The truth is it doesn’t. Revenue can solve some problems, while creating others and having plenty of cash coming in may even cover over existing issues that can be ignored while times are good.
Plenty of governments have found themselves unsuck after rich revenues allowed them to ignore problems in their own society, the Dutch Disease – where a country’s income rises rapidly because one industry booms and crowds the others out – is one example of revenue causing problems. Local Chinese governments are currently dealing with problems bought around by their massive income from selling land.
In business, owners and managers sometimes find themselves in trouble because they can’t manage the demand that comes with the revenue a growing enterprise attracts.
Sometimes, the revenue’s fine but there’s no profit. I can earn a lot of money selling bottles of beer for ten cents when everyone else is charging two dollars, but the fact the wholesale price is one dollar means I’m going to grow broke quickly unless I can impress a dumb corporation with my massive customer growth and get them to buy me out.

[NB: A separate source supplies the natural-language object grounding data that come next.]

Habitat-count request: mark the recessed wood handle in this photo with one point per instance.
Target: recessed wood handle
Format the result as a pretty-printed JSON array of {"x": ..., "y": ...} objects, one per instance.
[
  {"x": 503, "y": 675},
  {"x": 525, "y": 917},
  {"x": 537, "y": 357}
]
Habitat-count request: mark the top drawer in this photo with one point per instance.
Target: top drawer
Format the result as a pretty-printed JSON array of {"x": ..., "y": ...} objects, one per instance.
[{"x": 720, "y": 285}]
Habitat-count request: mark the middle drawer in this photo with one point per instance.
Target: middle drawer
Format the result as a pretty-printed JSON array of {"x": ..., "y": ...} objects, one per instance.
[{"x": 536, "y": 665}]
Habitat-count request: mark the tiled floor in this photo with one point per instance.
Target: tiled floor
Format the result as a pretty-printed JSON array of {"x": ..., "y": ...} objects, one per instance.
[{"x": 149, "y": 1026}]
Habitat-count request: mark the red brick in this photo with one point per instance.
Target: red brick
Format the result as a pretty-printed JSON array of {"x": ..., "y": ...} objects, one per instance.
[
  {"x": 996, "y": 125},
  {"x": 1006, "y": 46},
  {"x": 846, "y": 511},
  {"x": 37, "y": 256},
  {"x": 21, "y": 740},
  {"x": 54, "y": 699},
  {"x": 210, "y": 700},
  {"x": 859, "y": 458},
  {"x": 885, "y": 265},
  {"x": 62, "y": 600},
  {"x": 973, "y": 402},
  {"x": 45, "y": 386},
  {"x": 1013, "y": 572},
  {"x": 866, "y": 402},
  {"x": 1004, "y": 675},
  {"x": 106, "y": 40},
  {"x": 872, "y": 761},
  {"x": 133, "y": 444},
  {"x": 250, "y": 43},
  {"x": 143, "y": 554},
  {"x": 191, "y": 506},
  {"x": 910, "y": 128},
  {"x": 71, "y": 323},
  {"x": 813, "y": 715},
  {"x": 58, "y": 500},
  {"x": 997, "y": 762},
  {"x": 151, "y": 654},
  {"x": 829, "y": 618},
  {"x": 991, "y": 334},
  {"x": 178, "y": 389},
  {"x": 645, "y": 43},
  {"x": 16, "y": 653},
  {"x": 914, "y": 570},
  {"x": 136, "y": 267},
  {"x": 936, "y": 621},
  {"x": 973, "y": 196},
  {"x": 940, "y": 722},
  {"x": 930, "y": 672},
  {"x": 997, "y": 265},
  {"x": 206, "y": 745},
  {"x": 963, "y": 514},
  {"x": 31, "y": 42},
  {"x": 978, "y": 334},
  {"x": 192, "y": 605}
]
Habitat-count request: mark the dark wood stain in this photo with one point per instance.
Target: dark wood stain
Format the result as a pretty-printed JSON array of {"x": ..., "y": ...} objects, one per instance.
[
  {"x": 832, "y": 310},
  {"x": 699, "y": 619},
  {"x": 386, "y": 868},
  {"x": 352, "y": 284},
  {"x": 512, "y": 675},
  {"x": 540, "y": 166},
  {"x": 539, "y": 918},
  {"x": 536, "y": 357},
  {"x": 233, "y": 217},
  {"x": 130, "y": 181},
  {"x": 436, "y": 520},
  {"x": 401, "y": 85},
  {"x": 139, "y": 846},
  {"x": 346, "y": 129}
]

The group buying model tends to combine two of the above problems – participating businesses struggle with the demand they generate while the discounts they are giving almost certainly guarantees they are not making a profit on the deal.
So revenue doesn’t solve all problems, even the most profitable business – legal or not – has its own unique set of problems.
Life’s easier when your business is profitable, but problems will never go away. Even the good life has problems; deal with it.